COVID-19-Ausnahmeregelungen für Leistungserbringer

(Foto: G-BA)

Welche Ausnahmeregelungen für ärztlich verordnete Leistungen gelten, wenn es in einzelnen Regionen wieder zu steigenden Infektionszahlen durch das Coronavirus kommt und Schutzmaßnahmen greifen, hat der Gemeinsame Bundesausschuss (G-BA) in einem Grundlagenbeschluss festgelegt. Auch Heilmittelerbringer profitieren davon. So gibt es für die Dauer von Heilmittelverordnungen eine Sonderregelung.

„Die Erfahrungen mit der Coronakrise in den letzten Monaten haben gezeigt: Wir müssen schnell reagieren können, wenn es stark ansteigende Infektionszahlen in einer bestimmten Region gibt, um eine weitere Ausbreitung des Virus zu verhindern. Deshalb hat der G-BA die regional begrenzten Ausnahmereglungen vorbereitet, um die Versorgung vor Ort sofort unterstützen zu können“, erklärte Monika Lelgemann, unparteiisches Mitglied des G-BA und Vorsitzende des Unterausschusses Veranlasste Leistungen.

Die Ausnahmeregelungen orientieren sich an den befristeten COVID-19-Sonderregelungen, die der G-BA im März 2020 mit bundesweiter Geltung beschlossen hatte. Konkret geht es um die Möglichkeit für Ärzte, Verordnungen nach telefonischer Anamnese auszustellen, um die Gültigkeit, Voraussetzungen und Fristvorgaben von Verordnungen sowie die Art der Leistungserbringung – etwa per Videobehandlung.

Ziel ist es, den medizinischen Leistungserbringern einen formal rechtssicheren Spielraum zum Schutz ihrer Patientinnen und Patienten vor Infektionsrisiken zu gewährleisten. Zudem passte der G-BA die bundesweit geltenden COVID-​19-Sonderregelungen in der Heilmittel-​Richtlinie und der Krankentransportrichtlinie erneut an.

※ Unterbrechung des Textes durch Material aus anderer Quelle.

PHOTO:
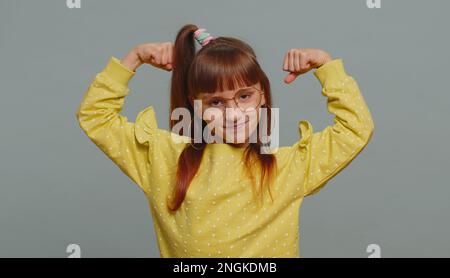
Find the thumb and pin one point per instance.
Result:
(290, 77)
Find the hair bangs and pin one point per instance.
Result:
(222, 70)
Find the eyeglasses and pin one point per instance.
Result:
(247, 98)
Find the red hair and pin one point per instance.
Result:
(225, 63)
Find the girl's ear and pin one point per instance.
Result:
(263, 101)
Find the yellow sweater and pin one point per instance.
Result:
(219, 217)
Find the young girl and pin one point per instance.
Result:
(223, 199)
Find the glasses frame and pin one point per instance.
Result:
(261, 92)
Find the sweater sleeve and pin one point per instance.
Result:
(126, 143)
(327, 152)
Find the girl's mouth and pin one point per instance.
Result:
(237, 125)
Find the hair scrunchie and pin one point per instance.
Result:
(202, 37)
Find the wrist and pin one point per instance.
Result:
(132, 60)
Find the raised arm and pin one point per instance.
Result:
(332, 149)
(99, 114)
(324, 154)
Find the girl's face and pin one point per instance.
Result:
(234, 115)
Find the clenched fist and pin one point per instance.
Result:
(301, 60)
(159, 55)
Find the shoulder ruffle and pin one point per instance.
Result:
(306, 130)
(146, 126)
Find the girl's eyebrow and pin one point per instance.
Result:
(216, 94)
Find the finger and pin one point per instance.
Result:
(286, 62)
(291, 62)
(164, 56)
(171, 54)
(158, 57)
(297, 61)
(290, 77)
(304, 60)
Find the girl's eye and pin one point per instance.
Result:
(244, 96)
(215, 102)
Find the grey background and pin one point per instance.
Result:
(57, 188)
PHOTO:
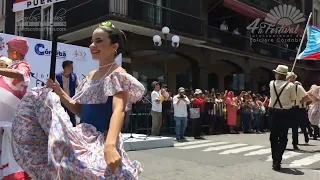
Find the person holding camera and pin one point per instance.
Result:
(180, 102)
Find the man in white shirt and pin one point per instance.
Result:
(298, 110)
(180, 102)
(282, 96)
(156, 110)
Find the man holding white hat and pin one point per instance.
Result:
(299, 111)
(282, 96)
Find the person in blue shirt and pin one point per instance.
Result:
(68, 81)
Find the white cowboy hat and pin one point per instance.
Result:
(198, 91)
(281, 69)
(291, 74)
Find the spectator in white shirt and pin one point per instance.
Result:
(156, 110)
(224, 26)
(180, 102)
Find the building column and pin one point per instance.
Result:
(172, 81)
(203, 79)
(247, 75)
(221, 82)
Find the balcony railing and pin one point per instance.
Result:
(162, 16)
(149, 14)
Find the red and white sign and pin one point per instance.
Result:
(19, 5)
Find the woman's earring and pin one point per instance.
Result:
(14, 55)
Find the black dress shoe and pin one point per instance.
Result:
(306, 139)
(276, 166)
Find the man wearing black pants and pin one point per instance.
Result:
(298, 112)
(282, 95)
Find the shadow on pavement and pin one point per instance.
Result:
(291, 171)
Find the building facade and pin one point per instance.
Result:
(208, 56)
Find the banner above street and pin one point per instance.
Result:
(19, 5)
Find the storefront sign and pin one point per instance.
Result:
(19, 5)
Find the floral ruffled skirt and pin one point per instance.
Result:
(47, 147)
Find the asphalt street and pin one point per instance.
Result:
(229, 157)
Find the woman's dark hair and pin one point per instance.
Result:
(116, 36)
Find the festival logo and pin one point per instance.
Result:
(79, 55)
(282, 24)
(41, 50)
(2, 44)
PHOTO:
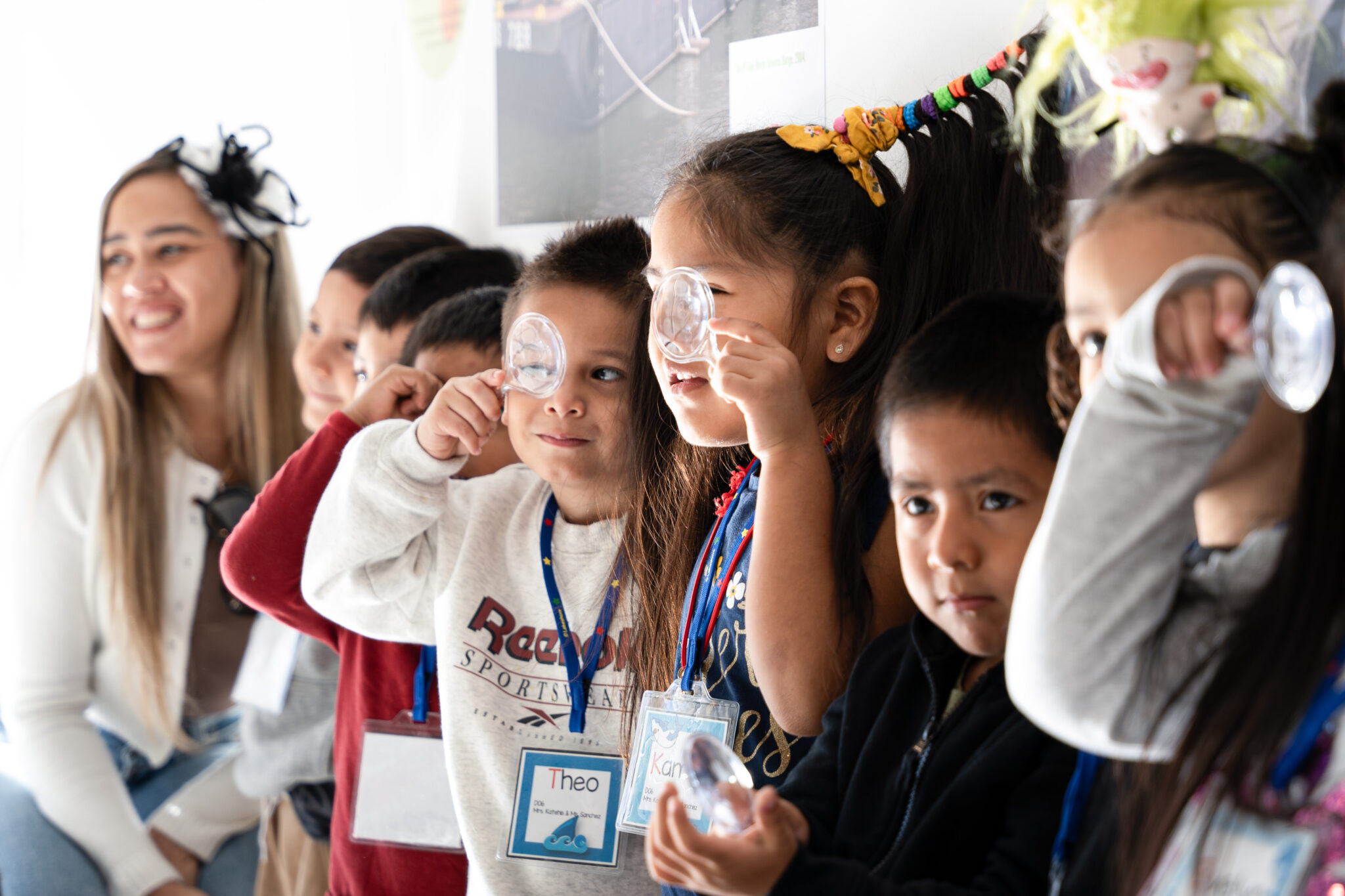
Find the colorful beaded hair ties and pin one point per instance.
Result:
(858, 133)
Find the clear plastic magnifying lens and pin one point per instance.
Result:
(535, 356)
(681, 316)
(1294, 336)
(718, 782)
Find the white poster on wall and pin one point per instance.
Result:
(778, 79)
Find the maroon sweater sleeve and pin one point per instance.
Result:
(264, 557)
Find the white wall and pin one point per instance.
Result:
(365, 137)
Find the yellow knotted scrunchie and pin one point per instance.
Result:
(857, 135)
(860, 133)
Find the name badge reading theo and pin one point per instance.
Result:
(565, 807)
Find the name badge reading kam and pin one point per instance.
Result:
(666, 721)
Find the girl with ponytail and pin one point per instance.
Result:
(1181, 601)
(821, 265)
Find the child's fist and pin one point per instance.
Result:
(399, 391)
(1196, 328)
(463, 416)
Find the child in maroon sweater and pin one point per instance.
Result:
(264, 558)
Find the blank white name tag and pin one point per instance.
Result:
(403, 797)
(268, 666)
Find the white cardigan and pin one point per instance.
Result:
(64, 672)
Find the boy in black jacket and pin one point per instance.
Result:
(926, 779)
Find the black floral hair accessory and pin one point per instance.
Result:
(249, 202)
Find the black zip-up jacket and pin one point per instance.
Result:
(902, 802)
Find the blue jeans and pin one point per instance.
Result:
(37, 859)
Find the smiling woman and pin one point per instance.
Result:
(119, 631)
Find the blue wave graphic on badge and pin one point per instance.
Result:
(563, 840)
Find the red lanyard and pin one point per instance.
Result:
(697, 618)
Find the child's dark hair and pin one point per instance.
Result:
(965, 221)
(985, 355)
(373, 257)
(470, 319)
(1231, 187)
(1262, 673)
(405, 292)
(608, 255)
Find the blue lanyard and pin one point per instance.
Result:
(424, 677)
(703, 610)
(580, 677)
(1329, 698)
(1072, 816)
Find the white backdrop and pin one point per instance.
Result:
(363, 135)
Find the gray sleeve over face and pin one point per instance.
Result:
(1106, 565)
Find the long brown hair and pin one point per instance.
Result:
(139, 425)
(966, 221)
(1262, 673)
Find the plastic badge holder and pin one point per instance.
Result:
(1294, 336)
(535, 356)
(681, 316)
(720, 782)
(666, 720)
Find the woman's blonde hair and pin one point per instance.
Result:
(139, 423)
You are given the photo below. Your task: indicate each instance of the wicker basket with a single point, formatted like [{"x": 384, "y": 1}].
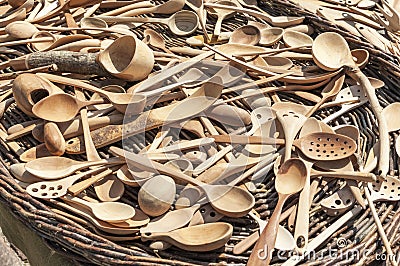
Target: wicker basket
[{"x": 71, "y": 236}]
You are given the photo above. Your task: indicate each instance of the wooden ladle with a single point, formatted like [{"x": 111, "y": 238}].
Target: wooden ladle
[
  {"x": 106, "y": 211},
  {"x": 181, "y": 23},
  {"x": 57, "y": 167},
  {"x": 60, "y": 107},
  {"x": 228, "y": 200},
  {"x": 246, "y": 34},
  {"x": 326, "y": 146},
  {"x": 289, "y": 180},
  {"x": 331, "y": 52},
  {"x": 199, "y": 238},
  {"x": 203, "y": 98},
  {"x": 120, "y": 101},
  {"x": 281, "y": 21}
]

Die Ausnahmeregelungen, die in den jeweiligen Richtlinien verankert sind, können räumlich begrenzt und zeitlich befristet durch einen gesonderten Beschluss des G-BA kurzfristig in Kraft gesetzt werden.

Folgeverordnungen nach telefonischer Anamnese
Folgeverordnungen für häusliche Krankenpflege, Hilfsmittel und Heilmittel dürfen auch nach telefonischer Anamnese ausgestellt werden. Voraussetzung ist, dass bereits zuvor aufgrund derselben Erkrankung eine unmittelbare persönliche Untersuchung durch die Ärztin oder den Arzt erfolgt ist. Die Verordnung kann dann postalisch an die Versicherte oder den Versicherten übermittelt werden.

Bundesweite Sonderregelungen für Heilmittelverordnungen
Folgende Sonderreglungen, die unabhängig von regionalen Covid-19-Ausbruchsgeschehen bundesweit gelten, hat der G-BA mit gleichem Beschluss verlängert:
Heilmittel-Richtlinie und Heilmittel-Richtlinie Zahnärzte: Die Geltungsdauer für Heilmittelverordnungen bleibt auf 28 Kalendertage verlängert, bis die neuen Heilmittelrichtlinien in Kraft treten. Hintergrund der Verlängerung ist die Verschiebung des Inkrafttretens der umfassend geänderten Heilmittel-Richtlinien.